For folks unfamiliar with svn, here's a basic introduction to the command-line interface.  There are a number of GUI clients for svn as well e.g., http://tortoisesvn.net or Eclipse.  I also found a set of tutorial slides for svn at http://www.ling.ohio-state.edu/~scott/talks/svntutorial/lcc_subversion_tutorial.pdf.  Let me know if you have any problems.  You will be prompted for the password for your Rice guest netid when running many of these commands.

[Acknowledgment: this basic introduction was adapted from http://www.cs.helsinki.fi/group/propipe/svn.html]

STEP 0: CONFIRMING ACCESS

Please go to https://svn.rice.edu/r/parsoft/ASCAC/ to confirm that you can access the repository.  (Provide your netid and password.)  If you cannot access the repository, then there's no point trying any of the later steps.

STEP 1: CHECKING OUT THE SVN REPOSITORY

svn co https://svn.rice.edu/r/parsoft/ASCAC/report --username netid

co stands for checkout. This copy creates a local copy of the svn repository as a subdirectory named "report" wherever you issue the command. This is a one-time setup command.  Please enter your Rice netid after --username.

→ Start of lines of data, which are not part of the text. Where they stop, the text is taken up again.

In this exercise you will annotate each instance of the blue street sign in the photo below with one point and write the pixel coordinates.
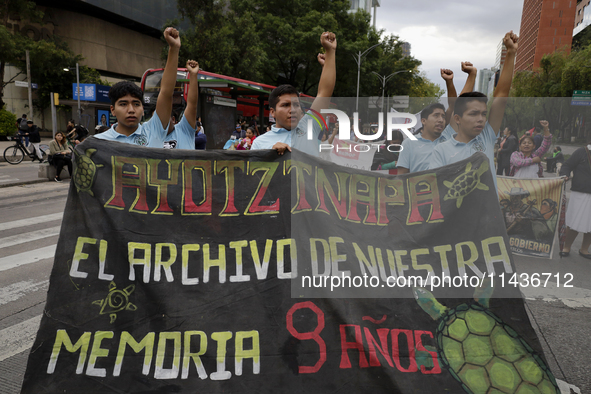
(102, 93)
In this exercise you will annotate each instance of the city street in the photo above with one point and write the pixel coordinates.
(30, 219)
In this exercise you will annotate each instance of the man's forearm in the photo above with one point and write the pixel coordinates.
(506, 77)
(170, 70)
(192, 98)
(329, 75)
(470, 82)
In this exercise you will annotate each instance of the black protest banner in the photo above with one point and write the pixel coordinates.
(533, 210)
(174, 272)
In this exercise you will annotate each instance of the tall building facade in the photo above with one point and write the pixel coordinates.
(582, 18)
(546, 26)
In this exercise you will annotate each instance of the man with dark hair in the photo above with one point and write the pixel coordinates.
(291, 124)
(200, 137)
(474, 132)
(416, 155)
(182, 134)
(127, 104)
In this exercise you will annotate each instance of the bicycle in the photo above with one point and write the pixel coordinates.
(16, 153)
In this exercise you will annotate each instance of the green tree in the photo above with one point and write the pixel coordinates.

STEP 2: REFRESHING YOUR COPY OF TEH SVN REPOSITORY

cd report
svn update

The "svn update" command in the report/ directory ensures that you have the latest copy of the repository with changes committed by others.  svn uses a commit-number to refer to revisions.  This capability enables us to revert any fiel to a prior version if needed.

It is possible that you may get an error message if you modified a file locally that was committed by someone else.  This situation is called a conflict.  svn will first try to perform a merge to resolve the conflict.  (It will print a "G" against each file where it succeeded.)  Otherwise, the simplest way to deal with a conflict is to move your copy of the conflicting file outside your local svn directory, and then re-try the "svn update" command in the report/ directory.

STEP 3: COMMITTING A FILE TO THE SVN REPOSITORY

svn commit -m "MESSAGE" file-list

This command attempts to update the svn repository with the local copies of the files in "file-list".  It is required to provide a MESSAGE with this command.  The message can be any string that you like, but it helps for it to be descriptive e.g., a succinct summary of the change being committed.

As with update, a commit command may also result in a conflict.  This happens if our original copy of a file has become "stale" i.e., updated in the repository after we checked it out.  As before, the simplest way is to move the conflicting file elsewhere, and perform a "svn update" command in report/

STEP 4: ADDING NEW FILES

svn add file-list

This command can be used to create new files when needed e.g., a new file for a figure or for a section/subsection/appendix. 

 "svn add" is a one-time setup for a given file.  It adds these files to version control, but does not commit them. You'll need to perform a separate commit as in STEP 3.